ﺑﺎﺯﮔﺸﺖ ﺑﻪ ﺻﻔﺤﻪ ﻗﺒﻠﯽ
خرید پکیج
تعداد آیتم قابل مشاهده باقیمانده : 3 مورد
نسخه الکترونیک
medimedia.ir

Hypothesis testing in clinical research: Proof, p-values, and confidence intervals

Hypothesis testing in clinical research: Proof, p-values, and confidence intervals
Literature review current through: Jan 2024.
This topic last updated: Jan 23, 2024.

INTRODUCTION — Biostatistical concepts can be confusing to clinicians. The meaning of a p-value in particular is commonly misunderstood and yet is central to the way most clinicians interpret the results of scientific studies [1].

This topic will review the interpretation of p-values and confidence intervals, the idea of proof, and the concept of statistical power.

A glossary of these and other biostatistical and epidemiological terms is provided separately. (See "Glossary of common biostatistical and epidemiological terms".)

PROOF — A common question to be addressed in clinical research, and in scientific research in general, is "what constitutes proof?" How do we decide when the evidence for or against a hypothesis is adequate to consider the matter proven?

Certain clinical research methodologies are considered "higher quality" than other methodologies. For instance, randomized clinical trials are generally considered better evidence than case-control studies. (See "Evidence-based medicine", section on 'Categories of evidence'.)

Proof, however, never exists in a single trial result or a single piece of evidence. Proof is a human concept having to do with the rational thought process. Information may be sufficient to allow one person to consider something proven, whereas another may not.

As an example, there are no clinical trials demonstrating that cigarette smoking causes lung cancer in humans. However, evidence from epidemiologic studies overwhelmingly shows a relationship between smoking and lung cancer. A dose-response relationship in these studies and evidence from animal studies provide strong support for a causal relationship (ie, smoking is not just associated with lung cancer but it causes lung cancer). Most people consider it proven that smoking causes lung cancer despite the absence of clinical trials in humans.

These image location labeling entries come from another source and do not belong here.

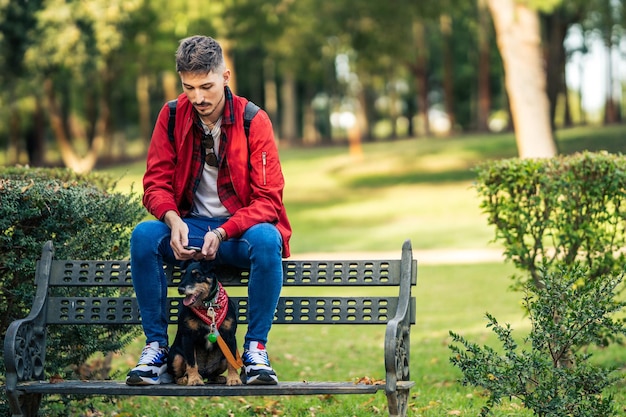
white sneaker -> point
(257, 369)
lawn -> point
(342, 204)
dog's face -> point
(197, 283)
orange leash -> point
(234, 362)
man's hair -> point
(199, 54)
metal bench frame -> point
(25, 341)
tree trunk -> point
(421, 77)
(556, 26)
(35, 138)
(70, 158)
(519, 41)
(271, 92)
(448, 69)
(288, 121)
(483, 107)
(143, 103)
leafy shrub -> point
(85, 220)
(549, 373)
(554, 211)
(561, 221)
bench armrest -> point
(25, 340)
(397, 340)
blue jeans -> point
(259, 248)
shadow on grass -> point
(450, 176)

In contrast, there are claims of certain homeopathic preparations (essentially extremely diluted preparations that on average will have very little of the original "therapeutic" substance remaining) having "proven" efficacy because a randomized clinical trial achieved a p-value of <0.05 (see 'P-values' below). However, a much higher statistical standard of proof may be appropriate for such claims given the implausibility of the underlying hypothesis.

Thus, when discussing whether an issue in medicine has been proven, disproven, or remains uncertain, it is important to remember that no single statistic or value will provide the answer.

In the practice of evidence-based medicine, assessing the certainty or validity of a body of evidence also involves addressing questions about the internal validity (Could the study's findings be biased or confounded?) and external validity (Do the results apply to my patients?). This is discussed separately. (See "Evidence-based medicine", section on 'Assessing the validity of the evidence'.)

STATISTICAL TESTS AND THE NULL HYPOTHESIS

Samples — Statistical testing is performed to assess how likely it is that the findings in the study are different from what would be expected by chance or random variation in sampling. Because of random variation, a sample is likely to differ in various ways from the population from which it was selected. Statistical testing is used to estimate the effects of random variation in samples and to predict how likely it is that the results in the sample accurately reflect what would be seen in the entire population. In general, the size of the sample, but not the size of the population, matters when considering random variation.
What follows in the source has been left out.